Kids Back on Track campaign
KIDS across Australia grew up watching Benita Collings on Play School, but behind the scenes she was quietly helping troubled youths turn their lives around.
For more than 20 years, Ms Collings has been training Youth Insearch leaders and attending the youth support program’s camps.
In that time, she’s witnessed thousands of broken young people turn their lives around.
She recalls meeting a 14-year-old boy on her very first Youth Insearch camp.
“He came up to me and said ‘hello, my name is Heath Ducker, I’m here to show you around for the weekend’ – I get teary every time I think about,” Ms Collings said.
Mr Ducker is now heading up Youth Insearch, fighting to get the government to reinstate funding for the program that saved his life.
Ms Collings said Mr Ducker was only one of the 30,000 people the program has helped during its 30 year history.
“At my first camp, I spent half time crying after listening to the stories of the people there,” she said.
“I don’t cry anymore, outwardly anyway, but when you hear some of these stories, you think ‘how are you still alive, how have you managed to survive?’”
When she can make it the camps, Ms Collings often reads everyone a bed time story after a long day of intensive sessions, “to give them an experience they possibly never had before”.
A talented actor, Ms Collings is also a corporate trainer, and every year she trains the next wave of Youth Insearch leaders, many of who are graduates of the program eager to use their experience to help others.
“I am blown away in the leadership training, because I’ve seen where most of them have come from,” she said.

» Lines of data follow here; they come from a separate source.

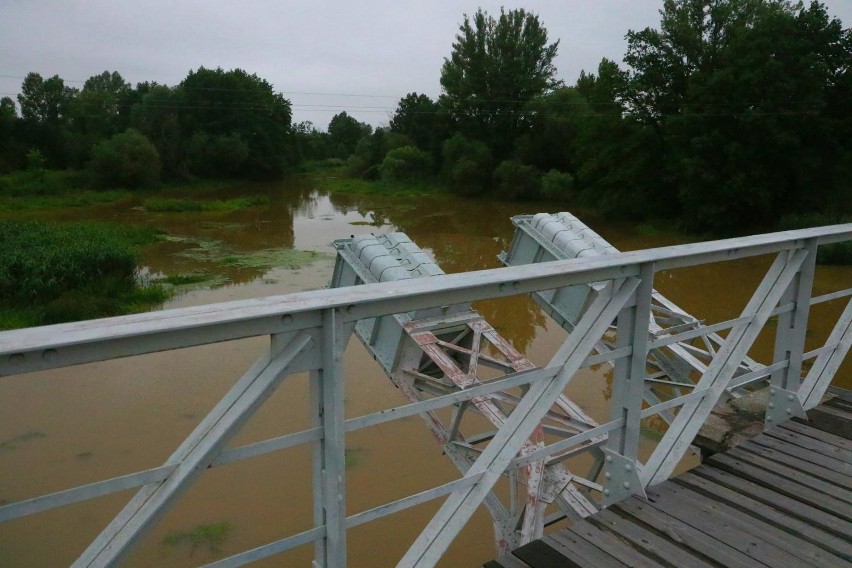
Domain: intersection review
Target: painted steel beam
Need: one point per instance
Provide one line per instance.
(195, 453)
(460, 506)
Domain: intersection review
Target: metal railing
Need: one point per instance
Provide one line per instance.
(309, 332)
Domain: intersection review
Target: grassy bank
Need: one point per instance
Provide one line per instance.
(333, 176)
(41, 190)
(52, 273)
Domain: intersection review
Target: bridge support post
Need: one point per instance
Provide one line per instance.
(790, 343)
(329, 454)
(715, 380)
(196, 453)
(621, 478)
(460, 505)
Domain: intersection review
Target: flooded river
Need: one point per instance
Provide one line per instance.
(82, 424)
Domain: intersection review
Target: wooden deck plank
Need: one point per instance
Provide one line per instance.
(714, 519)
(615, 546)
(804, 480)
(828, 420)
(789, 505)
(807, 430)
(743, 501)
(807, 442)
(759, 538)
(685, 535)
(782, 499)
(539, 554)
(781, 484)
(593, 556)
(506, 562)
(841, 403)
(842, 394)
(821, 467)
(662, 549)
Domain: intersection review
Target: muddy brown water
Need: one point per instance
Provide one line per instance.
(78, 425)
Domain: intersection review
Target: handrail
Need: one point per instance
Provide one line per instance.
(371, 300)
(310, 329)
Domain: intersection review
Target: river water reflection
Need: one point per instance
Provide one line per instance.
(82, 424)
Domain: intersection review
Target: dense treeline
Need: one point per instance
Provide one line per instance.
(214, 123)
(733, 115)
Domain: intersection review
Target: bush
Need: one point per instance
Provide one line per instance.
(39, 262)
(405, 164)
(557, 185)
(514, 180)
(126, 160)
(27, 183)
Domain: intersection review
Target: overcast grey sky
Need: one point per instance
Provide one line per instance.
(324, 56)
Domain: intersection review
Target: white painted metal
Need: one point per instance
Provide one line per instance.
(324, 319)
(458, 508)
(195, 454)
(692, 415)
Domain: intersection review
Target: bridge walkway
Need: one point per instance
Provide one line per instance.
(782, 499)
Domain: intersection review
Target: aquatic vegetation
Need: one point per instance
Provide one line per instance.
(219, 252)
(51, 272)
(15, 442)
(211, 537)
(185, 279)
(188, 205)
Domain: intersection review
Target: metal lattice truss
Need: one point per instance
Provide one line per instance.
(673, 367)
(438, 351)
(506, 424)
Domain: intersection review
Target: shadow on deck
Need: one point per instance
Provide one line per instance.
(783, 498)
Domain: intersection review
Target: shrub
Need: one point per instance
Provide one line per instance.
(406, 163)
(467, 165)
(127, 160)
(41, 261)
(557, 185)
(514, 180)
(51, 273)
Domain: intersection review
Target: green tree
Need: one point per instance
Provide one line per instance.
(555, 121)
(127, 159)
(496, 67)
(216, 156)
(102, 107)
(9, 146)
(157, 116)
(45, 101)
(743, 98)
(406, 163)
(344, 132)
(514, 180)
(467, 164)
(419, 118)
(235, 103)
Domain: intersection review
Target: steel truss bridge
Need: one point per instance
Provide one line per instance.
(504, 422)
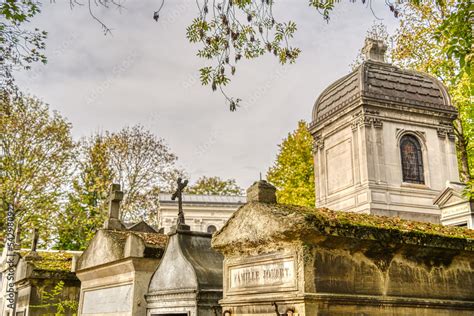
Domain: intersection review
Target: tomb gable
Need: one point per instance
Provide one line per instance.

Ms Collings urged the government to give the charity the $400,000 a year it was asking for.
“It really is a ludicrously small amount in the grand scheme of things and it is so worthwhile to get these young people back on track,” she said. Ms Collings pointed to the recent Productivity Commission report, which found on average it costs nearly $500,000 to keep a juvenile in detention for a year.
“Do they realise how much it cost to keep a young person in prison compared to putting them through a weekend workshop?” she said.
“It just doesn’t make sense. Surely it is worthwhile to support young people to live happy and productive lives.”